Neil Gaiman,
The Sandman: The Kindly Ones
(DC Comics/Vertigo, 1996;
collected from The Sandman
issues 57-69, 1993-95)

We knew it was coming. But we didn't know how Neil Gaiman would bring to a conclusion his extraordinary Sandman series. Well, this is it. While the final collection, The Wake, provides an epilogue to the tale, it's in The Kindly Ones where the powerful story reaches its climax.

A lot of loose ends from earlier in the series are tied up in this volume. Puck, equal parts mischief and malice, has been flitting free of Faerie since Shakespeare first penned A Midsummer Night's Dream, and he pairs up now with Loki, who escaped from Odin's keeping back when Lucifer abandoned Hell.

Daniel, the child conceived in a dream by a dead man and a live woman, is kidnapped by Loki and Puck, and Lyta, Daniel's vengeful (and, need I say it, vastly overprotective) mother, blames Dream. And she becomes the tool of Thessaly, the seemingly mild-mannered witch from that nasty piece of work with the Cuckoo in Barbie's dream world who, briefly a lover of Dream's, proves that a woman scorned is far hotter than Hell could ever be.

Nuala, the elf woman given to Dream by the Queen of Faerie, returns home -- carrying with her an unspoken love for Dream and the means to summon him for a boon. And the Corinthian, an evil nightmare from the convention of killers, is remade for a new purpose. No longer the terror he was, the Corinthian yet remains ... disquieting at best, if extremely loyal to his recreator.

Ravens begin to gather in the Dreaming.

And Morpheus, the star of the series, is depressed. Recent years, those covered by Neil Gaiman's series, have been a trying time for the Endless lord of dreams. He's escaped a lengthy captivity, lost loves, killed a son, rescued a former wife and lover, gained and lost the key to Hell, battled villains, found and lost a brother, fed some pigeons and ... well, lots of stuff. If you've been reading the series thus far, you know what he's been through. And now, he seems tired.

So he is perhaps easy prey for the Kindly Ones, a.k.a., the Furies and an aspect of the Fates, enlisted by Lyta in her quest for vengeance. Although they'll not revenge anything done by Dream to Daniel, they decide Dream is their rightful target for the sin of killing his son; it doesn't matter that his son, the Greek minstrel Orpheus, begged him to do it.

Their stalking of dreamland is intense, to say the least, and Dream seems powerless to impede them. One by one, familiar characters of the realm fall before their unforgiving march.

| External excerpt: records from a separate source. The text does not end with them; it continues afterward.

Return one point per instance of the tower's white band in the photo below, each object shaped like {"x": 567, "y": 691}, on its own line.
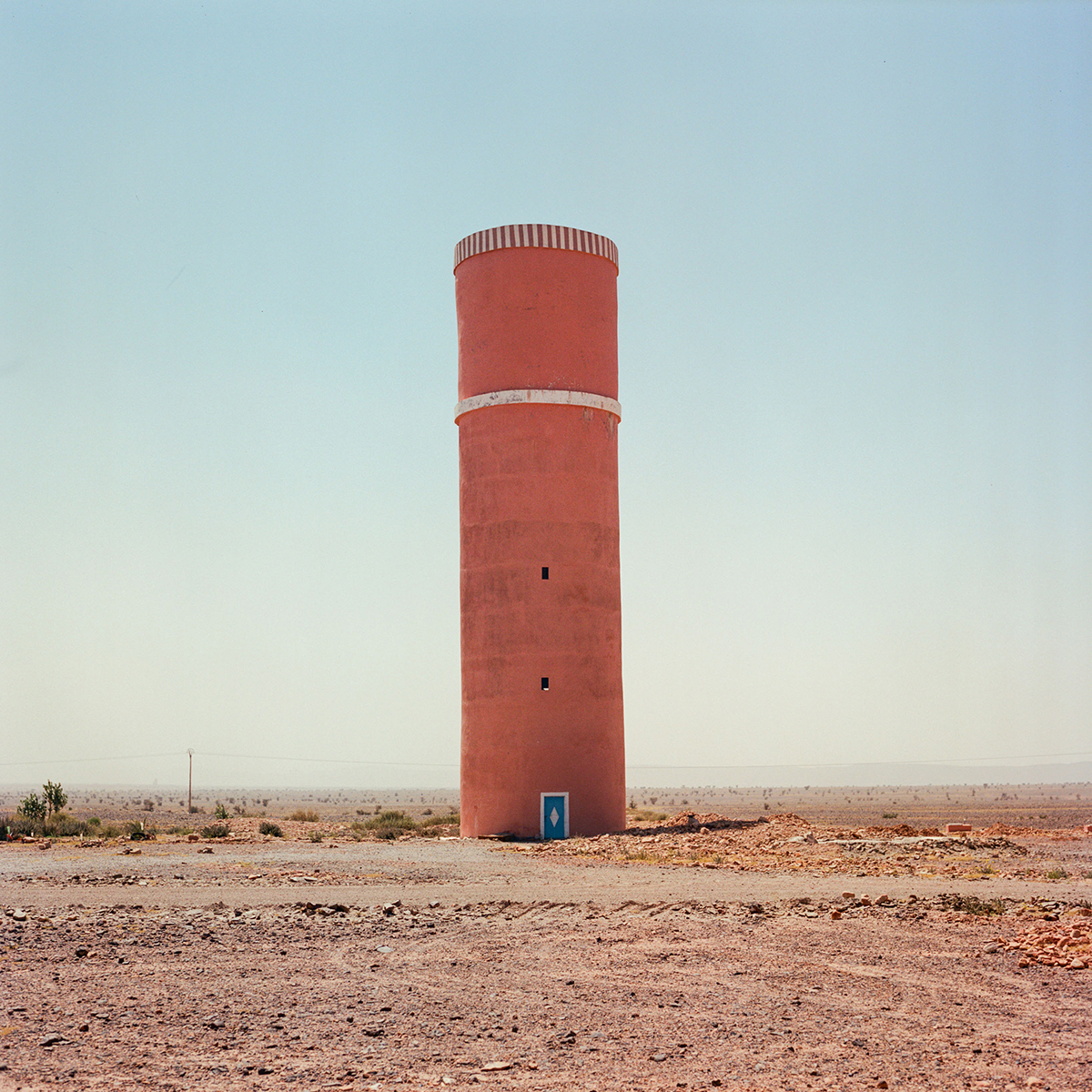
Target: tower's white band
{"x": 541, "y": 397}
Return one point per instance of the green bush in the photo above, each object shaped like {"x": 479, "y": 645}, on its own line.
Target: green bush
{"x": 390, "y": 824}
{"x": 55, "y": 797}
{"x": 33, "y": 808}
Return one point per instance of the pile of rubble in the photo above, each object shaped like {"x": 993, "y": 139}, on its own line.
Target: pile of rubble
{"x": 787, "y": 841}
{"x": 1054, "y": 944}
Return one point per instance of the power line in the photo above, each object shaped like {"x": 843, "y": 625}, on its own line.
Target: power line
{"x": 629, "y": 765}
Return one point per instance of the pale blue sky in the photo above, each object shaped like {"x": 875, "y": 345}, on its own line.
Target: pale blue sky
{"x": 855, "y": 326}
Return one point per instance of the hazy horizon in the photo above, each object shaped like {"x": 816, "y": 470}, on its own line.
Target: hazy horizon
{"x": 855, "y": 333}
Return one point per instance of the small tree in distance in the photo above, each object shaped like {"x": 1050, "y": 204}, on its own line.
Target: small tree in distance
{"x": 55, "y": 797}
{"x": 33, "y": 808}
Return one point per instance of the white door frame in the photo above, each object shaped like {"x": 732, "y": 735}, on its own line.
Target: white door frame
{"x": 541, "y": 814}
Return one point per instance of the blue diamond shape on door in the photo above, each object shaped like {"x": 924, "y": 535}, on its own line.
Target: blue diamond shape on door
{"x": 554, "y": 820}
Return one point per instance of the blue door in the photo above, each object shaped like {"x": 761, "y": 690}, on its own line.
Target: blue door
{"x": 555, "y": 814}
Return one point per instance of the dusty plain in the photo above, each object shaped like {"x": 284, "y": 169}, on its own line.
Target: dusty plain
{"x": 818, "y": 944}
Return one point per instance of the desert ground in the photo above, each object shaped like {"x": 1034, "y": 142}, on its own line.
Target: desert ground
{"x": 814, "y": 945}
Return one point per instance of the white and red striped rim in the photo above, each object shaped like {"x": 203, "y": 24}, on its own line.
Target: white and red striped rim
{"x": 539, "y": 397}
{"x": 536, "y": 235}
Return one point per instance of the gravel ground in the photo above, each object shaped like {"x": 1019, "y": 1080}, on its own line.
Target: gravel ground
{"x": 426, "y": 964}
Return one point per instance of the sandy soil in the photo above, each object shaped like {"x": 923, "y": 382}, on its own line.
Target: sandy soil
{"x": 602, "y": 964}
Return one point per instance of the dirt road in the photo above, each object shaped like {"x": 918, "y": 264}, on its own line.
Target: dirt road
{"x": 278, "y": 966}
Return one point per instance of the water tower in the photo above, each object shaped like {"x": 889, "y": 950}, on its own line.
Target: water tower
{"x": 543, "y": 749}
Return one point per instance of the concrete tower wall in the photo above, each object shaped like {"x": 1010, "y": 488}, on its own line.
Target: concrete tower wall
{"x": 539, "y": 490}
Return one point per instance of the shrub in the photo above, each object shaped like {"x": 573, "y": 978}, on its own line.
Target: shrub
{"x": 33, "y": 808}
{"x": 390, "y": 824}
{"x": 55, "y": 796}
{"x": 971, "y": 905}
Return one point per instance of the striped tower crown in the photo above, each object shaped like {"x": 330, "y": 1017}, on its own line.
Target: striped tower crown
{"x": 536, "y": 235}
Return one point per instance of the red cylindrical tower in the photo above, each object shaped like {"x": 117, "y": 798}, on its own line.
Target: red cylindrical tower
{"x": 543, "y": 753}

Things fall even further to pieces when Dream is summoned from his realm, allowing the Kindly Ones even more freedom to tear down his creations. Soon, there is very little left of the realm or its inhabitants. But as some things fall to pieces, other pieces fall into place.

So Morpheus takes the only course left to him, one that involves a heartfelt conversation with his elder sister which mirrors a conversation they had back near the beginning of the series. And the end, which seems in retrospective fairly inevitable, is powerful. And marvelous. And sad.

It's not an easy thing, to make readers care so much about a character in a comic book. With the tale of Morpheus of the Dreaming, Neil Gaiman has created something -- and someone -- truly wonderful.